= Dhrubganj =

Dhrubganj is a gram panchayat of Kharik block in Bhagalpur district of Bihar state in India. It comes under the legislative assembly of Bihpur. Before the abolition of Zamindari system in India, this village was considered as a village of Zamindars. However, after the abolition of zamindari, most of the people lost their lands and now are small scale peasants.

== Economy ==
The main occupation of the villagers is farming. Banana, mango, lichi, wheat and maize are the main plants grown in the lands of this village. Basic facilities like electricity, road, and elementary school are available by efforts of the Government of India. But still many people live in mud houses who are unable to afford a pakka house. Because of lesser career opportunity in village, people are slowly migrating to metropolitan cities like Delhi, Kolkata, Bombay and likewise in search of better means of livelihood which accounts for the decline in village population in recent years.

The primary occupation of Muslims is to weave clothes in powerlooms. Many of the castes can still be seen to perform their traditional work. Barbers, carpenters, shoemakers and kaanu are such castes. With modern education, diversity is growing within the village and people are finding new means of livelihood like mobile repair shop, recharge point etc. apart from their traditional work.

==Society and religion==
There are many temples of Durga, Shiva, Kali, Sati and other Hindu deities out of which Nayi Durga Sthan is worth mentioning. There is also a masjid where Muslim residents offer their prayers. Temples are well decorated during festivals. Also, in every home prayers are offered to Gosain which they believe to be listened by their ancestors. Ancestors are invited as a ritual to attend all the major events in the household like marriage, mundana (first time hair cutting ceremony) and Upanayana. In addition to temples and gosain, they also worship Kalash during Durga Puja.

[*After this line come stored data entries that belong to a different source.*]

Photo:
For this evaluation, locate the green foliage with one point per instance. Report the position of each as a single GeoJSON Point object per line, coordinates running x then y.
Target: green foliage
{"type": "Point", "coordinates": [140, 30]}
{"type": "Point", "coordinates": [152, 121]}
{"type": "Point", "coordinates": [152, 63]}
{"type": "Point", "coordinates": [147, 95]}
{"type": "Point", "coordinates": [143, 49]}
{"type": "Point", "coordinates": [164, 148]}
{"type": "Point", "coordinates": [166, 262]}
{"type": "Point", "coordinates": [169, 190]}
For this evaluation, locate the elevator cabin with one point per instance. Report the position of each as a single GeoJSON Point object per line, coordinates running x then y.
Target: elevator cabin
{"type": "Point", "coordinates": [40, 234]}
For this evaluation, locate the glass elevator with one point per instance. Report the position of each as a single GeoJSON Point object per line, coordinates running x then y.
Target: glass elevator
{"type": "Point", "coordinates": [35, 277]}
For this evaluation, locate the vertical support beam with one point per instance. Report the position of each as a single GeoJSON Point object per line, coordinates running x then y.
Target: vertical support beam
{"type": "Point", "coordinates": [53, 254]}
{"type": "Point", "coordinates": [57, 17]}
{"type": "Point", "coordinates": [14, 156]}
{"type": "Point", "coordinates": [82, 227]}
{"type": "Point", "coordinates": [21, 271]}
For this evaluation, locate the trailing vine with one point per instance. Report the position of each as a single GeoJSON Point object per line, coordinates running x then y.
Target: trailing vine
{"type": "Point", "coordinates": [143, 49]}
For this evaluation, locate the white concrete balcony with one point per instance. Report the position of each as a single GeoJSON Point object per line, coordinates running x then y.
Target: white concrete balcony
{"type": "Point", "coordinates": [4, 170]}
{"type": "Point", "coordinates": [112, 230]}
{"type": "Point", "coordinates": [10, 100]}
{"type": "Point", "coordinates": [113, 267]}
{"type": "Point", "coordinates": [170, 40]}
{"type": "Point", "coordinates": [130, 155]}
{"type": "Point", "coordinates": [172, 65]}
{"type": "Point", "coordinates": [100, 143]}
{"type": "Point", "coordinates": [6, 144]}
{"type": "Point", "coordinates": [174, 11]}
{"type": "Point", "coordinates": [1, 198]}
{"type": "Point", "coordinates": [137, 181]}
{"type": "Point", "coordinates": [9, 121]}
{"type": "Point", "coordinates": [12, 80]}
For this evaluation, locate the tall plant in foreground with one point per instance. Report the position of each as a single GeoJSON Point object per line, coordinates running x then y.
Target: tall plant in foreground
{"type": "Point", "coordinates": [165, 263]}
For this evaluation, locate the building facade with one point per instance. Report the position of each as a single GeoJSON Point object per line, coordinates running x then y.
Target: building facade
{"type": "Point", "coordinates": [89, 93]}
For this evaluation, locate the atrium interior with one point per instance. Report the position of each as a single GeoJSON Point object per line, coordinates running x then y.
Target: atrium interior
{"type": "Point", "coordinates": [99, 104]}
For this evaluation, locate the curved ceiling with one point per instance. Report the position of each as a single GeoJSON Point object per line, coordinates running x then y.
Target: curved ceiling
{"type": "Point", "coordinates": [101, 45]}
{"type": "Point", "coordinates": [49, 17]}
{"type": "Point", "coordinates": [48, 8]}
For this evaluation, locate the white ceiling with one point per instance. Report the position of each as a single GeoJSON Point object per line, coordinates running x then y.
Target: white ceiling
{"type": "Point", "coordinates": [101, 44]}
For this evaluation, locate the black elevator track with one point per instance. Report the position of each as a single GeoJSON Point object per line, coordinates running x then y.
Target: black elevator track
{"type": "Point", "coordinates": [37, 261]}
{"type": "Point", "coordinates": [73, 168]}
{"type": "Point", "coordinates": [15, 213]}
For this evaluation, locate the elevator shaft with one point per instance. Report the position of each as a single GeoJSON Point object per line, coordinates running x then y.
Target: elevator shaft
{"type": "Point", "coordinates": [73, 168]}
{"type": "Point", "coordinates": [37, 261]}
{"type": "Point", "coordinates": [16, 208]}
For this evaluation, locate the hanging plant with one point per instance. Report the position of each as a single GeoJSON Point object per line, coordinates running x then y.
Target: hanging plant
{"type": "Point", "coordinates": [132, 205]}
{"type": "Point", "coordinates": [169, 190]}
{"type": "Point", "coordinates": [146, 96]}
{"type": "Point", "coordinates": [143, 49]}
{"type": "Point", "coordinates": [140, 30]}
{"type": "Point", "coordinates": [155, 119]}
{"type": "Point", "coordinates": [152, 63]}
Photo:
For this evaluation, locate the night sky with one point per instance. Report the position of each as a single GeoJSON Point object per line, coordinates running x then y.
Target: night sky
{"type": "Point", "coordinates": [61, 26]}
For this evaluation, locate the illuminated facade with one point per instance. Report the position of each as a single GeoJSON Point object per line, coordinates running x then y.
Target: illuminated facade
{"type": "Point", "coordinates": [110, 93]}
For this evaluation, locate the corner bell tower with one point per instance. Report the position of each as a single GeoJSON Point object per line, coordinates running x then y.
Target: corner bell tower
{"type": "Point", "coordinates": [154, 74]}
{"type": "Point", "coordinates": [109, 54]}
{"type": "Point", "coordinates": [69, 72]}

The village also hosts Yajna every year in Nayi Durga Sthan which is attended by thousands of people from nearby villages.

===Festivals===

Nayi Durga Sthan during Durga Puja
Festivals are of primary importance for all the villagers because it is the only time when they enjoy themselves by delicious meals and visiting village fairs. Main festival are Durga Puja and Chhath Puja. During Durga Puja, the two temples are well decorated and idol of Goddess Durga is established and worshipped for ten days before immersing the idol in nearby Kalbaliya stream. While in Chath puja, prayers are offered to Sun God. In addition to these main festivals many other festivals are part of their life which they perform with true devotion and in accordance with rituals.